Cycloreversion of the benzannulated seven-membered ring then yields an intermediate nitroso species that undergoes further rearrangement to the N-hydroxybenzotriazole followed by acyl group migration resulting in the formation of an N-hydroxybenzotriazole activated ester. At the time of these initial reports, the utility of this species was not fully appreciated, especially due to the proclivity to which it may then hydrolyze to the corresponding carboxylic acid.

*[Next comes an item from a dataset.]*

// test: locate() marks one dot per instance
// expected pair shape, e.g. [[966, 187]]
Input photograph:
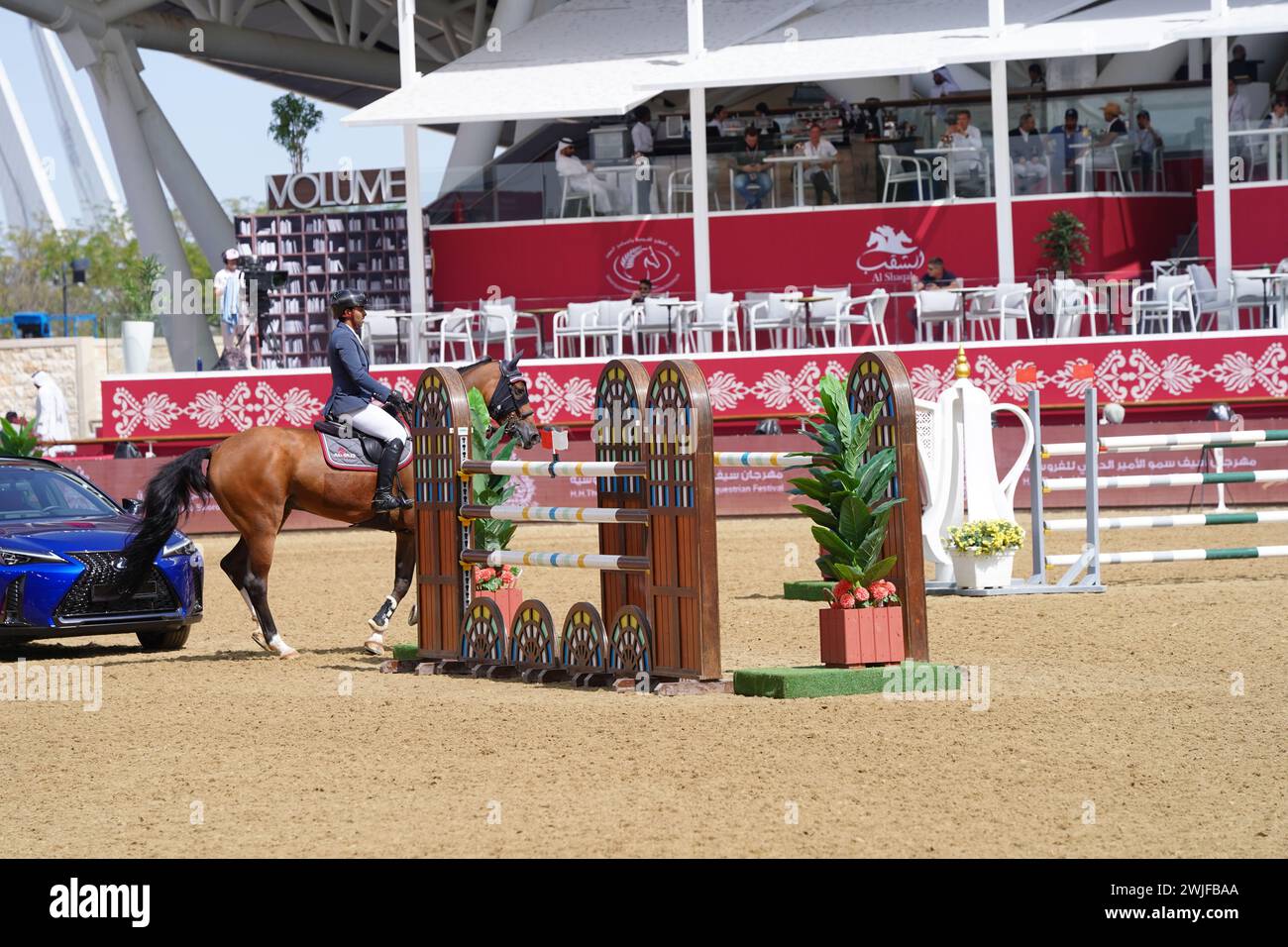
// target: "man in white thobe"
[[581, 178]]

In 1970, seminal efforts from König and Geiger underlined the utility of N-hydroxybenzotriazole (HOBt) as an additive for the synthesis of amide bonds.8 Since then, HOBt has found widespread application in organic synthesis, not least in the preparation of peptides.9 Often used in combination with a carbodiimide coupling reagent, HOBt is particularly useful in the suppression of side reactions, specifically the rearrangement furnishing the unreactive N-acylurea byproduct but also in the avoidance of epimerization through the intermediacy of an oxazalone species.10 We reasoned that the application of the unique rearrangement of the aforementioned NI species as an alternative means of accessing the activated ester intermediate could be harnessed to afford a more efficient method of amide bond formation (Scheme 1c). This would potentially avoid the handling and long-term storage of large quantities of HOBt while mitigating the risks associated with the explosive properties of this reagent.11 Additionally, the use of our emerging method would obviate the requirement for a carbodiimide coupling reagent and hence improve the overall atom economy of the process. Furthermore, the adoption of a hydrazonyl halide as a masked carbonyl equivalent could enable amide bond formation in the presence of unprotected carboxylic acid moieties, for example, in conjunction with free amino acid derivatives.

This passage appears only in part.